A joint survey from the Boston Consulting Group and MIT’s Sloan Management review found that 37 per cent of businesses are reporting that sustainability measures have added to profits, up 23 per cent from last year’s survey.

Still, that means well over half of businesses aren’t seeing a profit, which could be a barrier to real change. There are several things holding businesses back, which are broken down in these charts from the report.

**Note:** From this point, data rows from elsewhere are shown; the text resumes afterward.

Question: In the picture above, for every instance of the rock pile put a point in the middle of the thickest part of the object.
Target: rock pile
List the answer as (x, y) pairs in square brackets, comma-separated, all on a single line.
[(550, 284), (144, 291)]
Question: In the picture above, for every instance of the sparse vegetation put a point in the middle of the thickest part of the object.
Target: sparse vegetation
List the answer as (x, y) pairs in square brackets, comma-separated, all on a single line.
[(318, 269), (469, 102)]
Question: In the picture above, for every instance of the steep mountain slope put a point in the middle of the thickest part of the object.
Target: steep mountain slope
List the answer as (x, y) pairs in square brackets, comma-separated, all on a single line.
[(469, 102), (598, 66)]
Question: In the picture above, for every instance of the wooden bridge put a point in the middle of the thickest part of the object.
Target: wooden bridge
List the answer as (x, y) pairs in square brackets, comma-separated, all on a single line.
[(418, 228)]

First, many businesses haven’t really committed. More than two thirds don’t have KPI’s (key performance indicators) related to sustainability, which would be unthinkable for any other business function:

BCG/Sloan chart 1

Photo: BCG/MIT

When it’s hard to measure something, it’s hard to make a business case for it. And because there aren’t performance measures, there’s no incentive to succeed or sense of urgency. Companies cited a lack of data and difficulty quantifying the effects of these programs as among their biggest obstacles:


Photo: BCG/MIT

The real issue for businesses is a lack of commitment. Getting real data on sustainability measures takes effort. Companies that only change one part of their business model are significantly less likely to see profit than companies that change multiple parts:

BCG chart 3

Photo: BCG/MIT

Businesses don’t profit when they don’t design these measures for profit. They wouldn’t think of making other investments without a clear idea of how they were going to measure them. Clearly there’s a successful business case to be made for sustainability. Companies succeed when they get the resources to make the case, and act on it.